On Jan 7, 2013, at 8:49 AM, Simeon Franklin <[address removed]> wrote:
I'm wondering if there are any language specific anti-patterns in
Python I should be aware of. I'm not thinking things like choosing the
right algorithm or general observations (don't use an ORM) but
wondering if there are any language level features that may not
I can think of legacy issues that are mostly fixed: string
concatenation is now optimized in CPython AFAIK (although I still tend
to join arrays of strings) and there is no need for DSU when
sorting... But for current versions of Python the only things that
jump to mind are observations that hold true for most dynamic
languages: minimize dot lookups, don't overuse objects, etc. Are there
any typical Python gotcha's that I'm missing?
Your feedback is appreciated!
I think the most prevalent performance antipattern in modern Python is continuing to care about CPython's performance, rather than optimizing for PyPy :). PyPy is significantly faster, and also tends to perform better with clearly-expressed, straightforward Python code, whereas CPython's performance gotchas are all things that require weird distortions of your original intent.
Once you've optimized your code at an algorithmic level, switching to PyPy will likely dwarf any benefit you might get from mangling all your code to suit your preferred version of CPython's idiosyncrasies.
For example, one piece of performance advice that crops up every so often is "avoid function calls, they're slow". Of course, you can't simply avoid one thing, you have to replace it with something else to accomplish the same purpose. So what to replace it with? Usually a big hairy ball of manually-inlined code. PyPy optimizes by finding small loops and then JITing them. If you manually inline lots of code, that actually makes it *harder* for your code to get automatically JITed.

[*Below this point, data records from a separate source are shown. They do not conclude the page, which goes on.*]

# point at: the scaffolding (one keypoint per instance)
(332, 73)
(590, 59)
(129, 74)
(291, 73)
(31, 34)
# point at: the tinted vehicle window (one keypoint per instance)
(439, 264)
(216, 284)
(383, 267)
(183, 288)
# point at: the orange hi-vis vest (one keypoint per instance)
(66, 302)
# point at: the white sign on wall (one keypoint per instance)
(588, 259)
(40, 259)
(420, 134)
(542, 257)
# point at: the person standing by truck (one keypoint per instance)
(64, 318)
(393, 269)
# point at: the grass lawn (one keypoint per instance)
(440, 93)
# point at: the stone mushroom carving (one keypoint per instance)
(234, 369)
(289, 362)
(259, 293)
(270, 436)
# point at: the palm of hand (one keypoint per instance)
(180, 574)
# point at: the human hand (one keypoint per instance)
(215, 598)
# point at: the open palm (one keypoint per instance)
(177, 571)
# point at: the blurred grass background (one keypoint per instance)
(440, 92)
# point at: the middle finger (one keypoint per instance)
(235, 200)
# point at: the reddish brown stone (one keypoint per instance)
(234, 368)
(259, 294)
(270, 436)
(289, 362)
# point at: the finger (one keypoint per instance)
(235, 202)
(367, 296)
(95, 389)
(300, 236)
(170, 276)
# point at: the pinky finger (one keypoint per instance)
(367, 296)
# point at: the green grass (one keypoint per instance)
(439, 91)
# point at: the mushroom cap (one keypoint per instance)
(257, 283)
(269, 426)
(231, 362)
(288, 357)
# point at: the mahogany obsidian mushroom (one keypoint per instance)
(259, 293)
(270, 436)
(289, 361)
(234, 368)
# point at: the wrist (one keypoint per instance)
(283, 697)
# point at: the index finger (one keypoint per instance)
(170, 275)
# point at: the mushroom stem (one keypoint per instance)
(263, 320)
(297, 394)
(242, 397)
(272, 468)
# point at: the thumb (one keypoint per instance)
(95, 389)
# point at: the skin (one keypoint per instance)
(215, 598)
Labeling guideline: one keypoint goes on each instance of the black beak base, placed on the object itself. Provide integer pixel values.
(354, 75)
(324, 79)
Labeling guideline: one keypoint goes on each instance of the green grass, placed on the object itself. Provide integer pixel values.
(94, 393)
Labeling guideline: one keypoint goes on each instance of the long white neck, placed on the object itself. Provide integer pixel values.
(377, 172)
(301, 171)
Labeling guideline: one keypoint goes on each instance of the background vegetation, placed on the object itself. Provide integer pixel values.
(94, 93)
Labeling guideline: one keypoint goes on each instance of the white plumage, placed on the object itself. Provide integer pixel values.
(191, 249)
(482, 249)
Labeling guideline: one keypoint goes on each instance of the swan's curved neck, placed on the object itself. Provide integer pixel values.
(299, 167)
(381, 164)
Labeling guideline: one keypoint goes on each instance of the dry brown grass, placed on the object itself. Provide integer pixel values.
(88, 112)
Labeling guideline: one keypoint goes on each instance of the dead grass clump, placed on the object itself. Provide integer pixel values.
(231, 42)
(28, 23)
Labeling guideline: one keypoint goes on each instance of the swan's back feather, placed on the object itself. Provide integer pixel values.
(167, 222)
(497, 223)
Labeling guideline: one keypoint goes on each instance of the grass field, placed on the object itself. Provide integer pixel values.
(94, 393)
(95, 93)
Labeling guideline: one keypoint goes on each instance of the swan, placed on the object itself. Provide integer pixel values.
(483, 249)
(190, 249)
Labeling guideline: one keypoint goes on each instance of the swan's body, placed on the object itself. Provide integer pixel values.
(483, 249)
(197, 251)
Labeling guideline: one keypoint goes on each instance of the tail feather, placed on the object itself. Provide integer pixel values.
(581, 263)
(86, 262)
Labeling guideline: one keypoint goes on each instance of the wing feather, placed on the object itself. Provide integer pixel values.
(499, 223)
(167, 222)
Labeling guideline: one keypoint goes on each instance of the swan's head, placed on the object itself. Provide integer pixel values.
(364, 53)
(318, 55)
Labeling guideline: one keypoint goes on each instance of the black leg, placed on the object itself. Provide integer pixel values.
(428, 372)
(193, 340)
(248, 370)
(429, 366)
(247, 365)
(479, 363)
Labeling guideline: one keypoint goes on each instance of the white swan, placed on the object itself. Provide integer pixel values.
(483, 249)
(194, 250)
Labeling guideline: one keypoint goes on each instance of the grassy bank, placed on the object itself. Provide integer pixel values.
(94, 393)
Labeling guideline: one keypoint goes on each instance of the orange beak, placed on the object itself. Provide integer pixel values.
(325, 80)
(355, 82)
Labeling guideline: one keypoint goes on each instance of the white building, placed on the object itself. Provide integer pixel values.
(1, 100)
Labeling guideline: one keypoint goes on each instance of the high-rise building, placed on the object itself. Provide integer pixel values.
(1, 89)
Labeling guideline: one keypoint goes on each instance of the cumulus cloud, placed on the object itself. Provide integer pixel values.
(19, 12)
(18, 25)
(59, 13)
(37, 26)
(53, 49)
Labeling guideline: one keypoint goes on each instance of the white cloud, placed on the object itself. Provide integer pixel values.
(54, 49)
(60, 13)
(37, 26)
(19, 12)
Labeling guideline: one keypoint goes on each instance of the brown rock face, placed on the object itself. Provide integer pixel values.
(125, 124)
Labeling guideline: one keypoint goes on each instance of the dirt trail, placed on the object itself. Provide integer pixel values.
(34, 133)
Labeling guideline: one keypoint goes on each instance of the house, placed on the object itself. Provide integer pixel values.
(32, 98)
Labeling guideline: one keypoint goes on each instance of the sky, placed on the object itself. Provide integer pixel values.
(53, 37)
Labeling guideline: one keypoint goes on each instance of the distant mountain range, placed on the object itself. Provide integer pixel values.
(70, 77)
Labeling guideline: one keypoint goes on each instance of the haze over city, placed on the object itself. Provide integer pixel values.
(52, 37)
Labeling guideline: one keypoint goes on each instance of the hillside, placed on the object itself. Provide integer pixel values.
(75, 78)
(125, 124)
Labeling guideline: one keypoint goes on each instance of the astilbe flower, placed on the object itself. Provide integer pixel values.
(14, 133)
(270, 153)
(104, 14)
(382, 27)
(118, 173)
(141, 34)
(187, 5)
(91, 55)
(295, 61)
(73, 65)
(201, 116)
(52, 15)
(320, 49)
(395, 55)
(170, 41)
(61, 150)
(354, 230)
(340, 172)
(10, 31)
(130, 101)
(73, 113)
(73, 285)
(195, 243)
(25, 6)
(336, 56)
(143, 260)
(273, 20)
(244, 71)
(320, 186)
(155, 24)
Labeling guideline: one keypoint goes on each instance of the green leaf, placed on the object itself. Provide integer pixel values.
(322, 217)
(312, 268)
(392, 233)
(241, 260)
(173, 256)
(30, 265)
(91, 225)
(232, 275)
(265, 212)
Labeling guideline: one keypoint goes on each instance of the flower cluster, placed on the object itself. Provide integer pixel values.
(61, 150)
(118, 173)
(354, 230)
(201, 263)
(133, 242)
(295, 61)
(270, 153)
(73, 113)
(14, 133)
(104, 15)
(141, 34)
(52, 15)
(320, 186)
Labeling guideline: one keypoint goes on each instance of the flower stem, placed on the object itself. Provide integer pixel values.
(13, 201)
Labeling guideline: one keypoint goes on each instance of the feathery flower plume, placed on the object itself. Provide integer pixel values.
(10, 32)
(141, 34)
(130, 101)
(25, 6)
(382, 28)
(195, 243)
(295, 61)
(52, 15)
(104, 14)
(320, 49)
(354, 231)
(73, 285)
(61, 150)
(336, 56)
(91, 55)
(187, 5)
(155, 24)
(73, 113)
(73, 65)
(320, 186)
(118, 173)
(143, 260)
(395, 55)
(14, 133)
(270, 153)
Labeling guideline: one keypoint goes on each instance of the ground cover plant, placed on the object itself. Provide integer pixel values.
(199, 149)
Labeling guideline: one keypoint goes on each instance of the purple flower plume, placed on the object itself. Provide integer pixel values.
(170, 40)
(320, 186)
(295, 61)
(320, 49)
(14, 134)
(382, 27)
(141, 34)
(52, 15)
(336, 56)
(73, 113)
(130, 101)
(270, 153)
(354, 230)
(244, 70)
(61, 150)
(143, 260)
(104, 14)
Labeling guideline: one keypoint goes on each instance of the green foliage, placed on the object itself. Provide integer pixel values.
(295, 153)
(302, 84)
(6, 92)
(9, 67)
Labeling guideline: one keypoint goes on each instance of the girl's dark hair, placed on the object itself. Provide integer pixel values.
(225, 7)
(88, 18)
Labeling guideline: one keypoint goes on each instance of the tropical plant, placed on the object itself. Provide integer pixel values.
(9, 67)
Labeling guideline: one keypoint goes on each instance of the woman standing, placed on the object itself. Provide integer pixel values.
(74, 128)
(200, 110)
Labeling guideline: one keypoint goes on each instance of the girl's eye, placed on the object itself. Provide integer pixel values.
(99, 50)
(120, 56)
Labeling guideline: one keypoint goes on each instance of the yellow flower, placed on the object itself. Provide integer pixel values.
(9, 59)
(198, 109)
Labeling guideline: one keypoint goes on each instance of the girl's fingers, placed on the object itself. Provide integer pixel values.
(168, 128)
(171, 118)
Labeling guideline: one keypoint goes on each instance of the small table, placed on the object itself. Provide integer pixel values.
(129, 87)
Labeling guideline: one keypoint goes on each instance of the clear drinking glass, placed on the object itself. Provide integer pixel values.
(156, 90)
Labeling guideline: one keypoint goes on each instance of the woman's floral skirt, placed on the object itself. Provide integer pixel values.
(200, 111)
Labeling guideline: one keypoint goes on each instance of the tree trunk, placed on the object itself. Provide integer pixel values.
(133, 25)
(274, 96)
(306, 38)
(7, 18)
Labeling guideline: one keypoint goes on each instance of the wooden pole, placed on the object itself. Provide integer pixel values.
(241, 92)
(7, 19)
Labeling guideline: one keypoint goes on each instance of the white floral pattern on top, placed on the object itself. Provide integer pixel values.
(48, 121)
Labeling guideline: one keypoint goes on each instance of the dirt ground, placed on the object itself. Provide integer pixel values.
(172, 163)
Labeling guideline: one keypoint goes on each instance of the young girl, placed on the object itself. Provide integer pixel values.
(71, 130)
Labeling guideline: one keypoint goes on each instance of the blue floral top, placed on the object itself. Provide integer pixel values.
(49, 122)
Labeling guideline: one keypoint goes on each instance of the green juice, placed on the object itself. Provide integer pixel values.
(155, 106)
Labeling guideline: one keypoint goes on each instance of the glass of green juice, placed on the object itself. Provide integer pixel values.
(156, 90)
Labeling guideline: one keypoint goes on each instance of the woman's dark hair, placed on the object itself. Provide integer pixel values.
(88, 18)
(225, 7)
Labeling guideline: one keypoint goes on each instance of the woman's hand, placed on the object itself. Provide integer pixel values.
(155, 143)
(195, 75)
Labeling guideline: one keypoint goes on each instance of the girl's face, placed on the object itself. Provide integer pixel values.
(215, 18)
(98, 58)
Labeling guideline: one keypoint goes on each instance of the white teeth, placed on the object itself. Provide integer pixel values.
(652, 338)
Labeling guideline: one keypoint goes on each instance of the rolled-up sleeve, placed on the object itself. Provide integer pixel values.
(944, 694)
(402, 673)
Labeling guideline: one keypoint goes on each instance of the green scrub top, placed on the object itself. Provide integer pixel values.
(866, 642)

Another is "use tuples instead of classes, dot lookups are slow". PyPy can automatically turn a class into something like a C struct. I don't know if this is faster than using a tuple, but it's definitely fast enough that it's not worth killing readability by changing 'count = self.width * self.height' 'count = info * info'
Another popular bit of advice is "just write it in C if you think it might be slow". In PyPy, it's actually faster in many cases to just write things in Python than to pay the penalty of the FFI transition into C and back again.
As always, the main performance lesson is profile before you do anything. The main antipattern across all languages and all eras is to assume you know how a system will perform before you've tried measuring it.